Even if you feel you are OK with your status quo or have been putting off taking on outside capital for real estate deals, check out these four compelling reasons why this is the time to make your move.
1. Capital is plentiful, but fundraising is becoming more competitive.
Cash is still plentiful. Individuals and businesses have been enjoying a great run up across the economy. Individual investors have more cash in retirement accounts than they’ve had for years. They have more home equity. Corporations have been enjoying better revenues in general and have more cash.
That won’t last forever—probably not more than a couple of years, according to analysts. Still, there are more and more investors, platforms, and institutions with their hands out for this money. New technology for crowdfunding real estate investments and syndicating multifamily property deals is only going to make it easier for them to do so as well. This may be the most profitable moment to raise capital for years.
2. Once locked up, it’s gone.
Once currently available capital is locked up in new investments, it’s captive. Much of it may go into investments designed to be held for five to 10 years—or even longer. It’s off the table. Even with shorter term or more liquid investments, if the sponsors and asset managers are doing a great job and performance is good, they are likely to keep receiving new dollars those investors have, as well as referrals to their friends and family members. Now is the time to win new investors and build that type of loyalty for your own ventures.
3. Markets are evolving.
Local real estate markets around the country continue to evolve and revolve. This is important for two big reasons.
The first is that investors and sponsors themselves need to be diversified. It would have been catastrophic if all of your assets were in the Carolinas when Hurricane Florence rolled through just a bit ago. The same applies if all your assets are in San Francisco or Manhattan and those markets are first to pop in the revolving real estate cycle.

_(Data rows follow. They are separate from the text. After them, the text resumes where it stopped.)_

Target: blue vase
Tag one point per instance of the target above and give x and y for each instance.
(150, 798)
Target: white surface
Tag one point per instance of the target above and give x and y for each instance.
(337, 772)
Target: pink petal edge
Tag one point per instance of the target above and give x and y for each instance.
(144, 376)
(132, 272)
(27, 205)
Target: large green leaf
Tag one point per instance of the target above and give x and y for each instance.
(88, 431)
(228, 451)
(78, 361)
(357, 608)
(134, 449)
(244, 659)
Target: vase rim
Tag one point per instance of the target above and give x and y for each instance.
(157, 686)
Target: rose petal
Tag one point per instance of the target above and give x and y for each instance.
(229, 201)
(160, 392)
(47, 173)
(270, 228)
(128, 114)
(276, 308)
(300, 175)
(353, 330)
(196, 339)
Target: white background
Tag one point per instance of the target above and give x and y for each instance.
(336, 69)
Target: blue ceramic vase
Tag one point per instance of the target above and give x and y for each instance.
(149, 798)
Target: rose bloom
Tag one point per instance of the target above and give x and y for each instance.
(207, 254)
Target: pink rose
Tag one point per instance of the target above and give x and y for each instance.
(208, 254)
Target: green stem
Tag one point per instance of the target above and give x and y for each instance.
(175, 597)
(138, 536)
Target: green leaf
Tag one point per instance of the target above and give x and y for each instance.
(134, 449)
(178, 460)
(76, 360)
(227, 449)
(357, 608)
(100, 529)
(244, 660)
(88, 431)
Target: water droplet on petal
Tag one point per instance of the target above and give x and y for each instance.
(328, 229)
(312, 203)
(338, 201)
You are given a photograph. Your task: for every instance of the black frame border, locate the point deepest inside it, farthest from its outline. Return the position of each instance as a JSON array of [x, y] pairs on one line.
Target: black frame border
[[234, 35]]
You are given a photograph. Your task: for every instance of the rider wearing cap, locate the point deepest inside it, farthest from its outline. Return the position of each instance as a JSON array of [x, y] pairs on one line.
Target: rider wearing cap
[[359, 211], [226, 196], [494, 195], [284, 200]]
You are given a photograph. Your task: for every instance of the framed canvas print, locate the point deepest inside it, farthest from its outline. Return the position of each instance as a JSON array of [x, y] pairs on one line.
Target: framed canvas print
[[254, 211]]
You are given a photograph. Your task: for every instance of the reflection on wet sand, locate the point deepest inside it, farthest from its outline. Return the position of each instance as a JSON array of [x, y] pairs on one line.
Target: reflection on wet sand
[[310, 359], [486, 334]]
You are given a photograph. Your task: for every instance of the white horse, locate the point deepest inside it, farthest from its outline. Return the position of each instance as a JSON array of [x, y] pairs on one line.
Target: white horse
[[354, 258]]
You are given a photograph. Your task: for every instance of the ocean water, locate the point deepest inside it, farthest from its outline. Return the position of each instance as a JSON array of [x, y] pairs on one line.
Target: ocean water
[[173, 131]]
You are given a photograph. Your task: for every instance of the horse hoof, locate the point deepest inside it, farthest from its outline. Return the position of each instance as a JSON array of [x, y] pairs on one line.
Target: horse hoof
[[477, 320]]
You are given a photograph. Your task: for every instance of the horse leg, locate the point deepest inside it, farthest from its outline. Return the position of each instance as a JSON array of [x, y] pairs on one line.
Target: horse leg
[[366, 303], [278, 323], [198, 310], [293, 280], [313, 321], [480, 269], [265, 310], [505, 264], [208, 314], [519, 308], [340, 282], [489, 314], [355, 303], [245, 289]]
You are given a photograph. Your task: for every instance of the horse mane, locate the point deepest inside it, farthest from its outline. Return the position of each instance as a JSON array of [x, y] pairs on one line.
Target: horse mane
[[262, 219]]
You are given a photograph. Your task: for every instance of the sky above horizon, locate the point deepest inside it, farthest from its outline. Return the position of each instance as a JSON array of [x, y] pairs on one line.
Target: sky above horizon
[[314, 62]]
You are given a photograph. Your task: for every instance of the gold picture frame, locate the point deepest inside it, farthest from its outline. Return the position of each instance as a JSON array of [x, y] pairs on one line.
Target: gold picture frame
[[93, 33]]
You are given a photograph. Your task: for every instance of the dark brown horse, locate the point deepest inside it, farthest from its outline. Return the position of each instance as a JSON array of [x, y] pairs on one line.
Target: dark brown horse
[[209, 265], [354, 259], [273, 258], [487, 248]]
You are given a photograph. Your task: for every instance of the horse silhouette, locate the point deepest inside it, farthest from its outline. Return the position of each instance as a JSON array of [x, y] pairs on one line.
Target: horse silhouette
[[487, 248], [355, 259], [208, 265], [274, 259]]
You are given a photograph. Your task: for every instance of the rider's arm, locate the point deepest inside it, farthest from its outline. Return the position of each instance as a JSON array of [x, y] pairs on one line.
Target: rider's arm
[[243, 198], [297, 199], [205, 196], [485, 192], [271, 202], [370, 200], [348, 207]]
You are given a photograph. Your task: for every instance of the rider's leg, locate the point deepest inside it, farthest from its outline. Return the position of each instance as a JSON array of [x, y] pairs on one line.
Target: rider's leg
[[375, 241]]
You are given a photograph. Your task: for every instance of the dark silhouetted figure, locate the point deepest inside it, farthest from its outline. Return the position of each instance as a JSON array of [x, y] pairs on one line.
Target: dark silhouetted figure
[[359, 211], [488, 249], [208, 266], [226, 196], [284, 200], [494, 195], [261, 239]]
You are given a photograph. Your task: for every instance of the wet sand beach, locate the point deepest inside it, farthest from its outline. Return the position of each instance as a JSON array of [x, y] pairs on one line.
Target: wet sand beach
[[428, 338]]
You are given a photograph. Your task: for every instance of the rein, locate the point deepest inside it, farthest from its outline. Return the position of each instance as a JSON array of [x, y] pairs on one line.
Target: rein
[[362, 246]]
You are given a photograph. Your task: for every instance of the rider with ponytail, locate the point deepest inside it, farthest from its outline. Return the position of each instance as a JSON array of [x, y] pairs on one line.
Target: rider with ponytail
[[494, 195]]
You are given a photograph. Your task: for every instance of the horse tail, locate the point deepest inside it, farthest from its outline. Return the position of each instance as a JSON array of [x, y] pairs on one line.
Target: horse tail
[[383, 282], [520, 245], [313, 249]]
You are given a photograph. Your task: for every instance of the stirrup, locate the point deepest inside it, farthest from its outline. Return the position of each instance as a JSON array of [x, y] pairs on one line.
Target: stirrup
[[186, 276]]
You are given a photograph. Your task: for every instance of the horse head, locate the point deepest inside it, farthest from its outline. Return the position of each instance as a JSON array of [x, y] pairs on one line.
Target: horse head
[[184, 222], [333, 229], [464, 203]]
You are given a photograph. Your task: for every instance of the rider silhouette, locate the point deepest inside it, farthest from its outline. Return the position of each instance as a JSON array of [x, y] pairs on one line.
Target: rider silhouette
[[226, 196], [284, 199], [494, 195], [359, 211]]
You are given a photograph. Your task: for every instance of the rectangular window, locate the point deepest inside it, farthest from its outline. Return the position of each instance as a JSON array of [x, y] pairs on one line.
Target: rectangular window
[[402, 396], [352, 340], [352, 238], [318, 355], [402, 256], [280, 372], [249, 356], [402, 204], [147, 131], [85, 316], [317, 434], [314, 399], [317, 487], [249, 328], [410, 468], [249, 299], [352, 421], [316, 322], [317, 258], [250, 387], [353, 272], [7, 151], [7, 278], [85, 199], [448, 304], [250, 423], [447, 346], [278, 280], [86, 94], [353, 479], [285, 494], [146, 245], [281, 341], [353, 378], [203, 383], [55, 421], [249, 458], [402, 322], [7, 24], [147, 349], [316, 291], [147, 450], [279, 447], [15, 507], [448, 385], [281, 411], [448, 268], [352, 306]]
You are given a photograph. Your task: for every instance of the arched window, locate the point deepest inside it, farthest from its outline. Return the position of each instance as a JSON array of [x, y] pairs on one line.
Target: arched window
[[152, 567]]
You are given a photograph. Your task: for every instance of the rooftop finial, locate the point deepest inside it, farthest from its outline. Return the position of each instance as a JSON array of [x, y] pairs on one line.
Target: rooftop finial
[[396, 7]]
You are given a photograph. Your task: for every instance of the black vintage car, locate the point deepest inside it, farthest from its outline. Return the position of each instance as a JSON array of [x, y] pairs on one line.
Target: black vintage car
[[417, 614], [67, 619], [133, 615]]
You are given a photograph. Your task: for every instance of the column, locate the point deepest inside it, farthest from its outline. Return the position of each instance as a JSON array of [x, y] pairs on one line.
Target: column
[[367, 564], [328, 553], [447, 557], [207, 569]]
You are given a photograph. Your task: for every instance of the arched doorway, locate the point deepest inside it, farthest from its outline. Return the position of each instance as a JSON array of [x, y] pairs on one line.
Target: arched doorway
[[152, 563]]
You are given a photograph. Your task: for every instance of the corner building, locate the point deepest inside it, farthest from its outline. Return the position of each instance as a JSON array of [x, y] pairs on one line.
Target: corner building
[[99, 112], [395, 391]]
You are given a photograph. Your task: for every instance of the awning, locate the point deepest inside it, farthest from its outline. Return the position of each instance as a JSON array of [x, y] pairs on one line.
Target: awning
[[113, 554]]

So, the second reason is that once the public catches onto some declining markets and it is all over the media, all but the savviest and those with the strongest stomachs may be willing to continue to invest in real estate. Everyone else who still has money to invest may revert back to cash and gold.
4. Attractiveness for investors is at a peak.
This is currently a very attractive time for individuals, funds, and lending institutions to put their money into real estate. They are still bullish on real estate as an asset class and its potential performance. The yields operators can offer are very competitive. It’s safer than the stock market, and the yields are better than CDs—though some CD rates have already tripled or better in the last few months.
Private capital can also currently be used in tandem with or as leverage for commercial mortgages at good long-term rates. This is also likely to change. As of late, interest rates have steadily risen, which isn’t good. Once other investments begin to advertise competing yields with a close amount of security and commercial property returns compress, it will be harder—or at least more expensive—to raise capital.
This is an important time to begin raising capital for real estate deals and to scale efforts for those already doing it. A variety of factors indicate this is the optimal moment to make a substantial push in this direction, while the stars are aligned. Those who drag their feet on this could be at a disadvantage in the market for many years.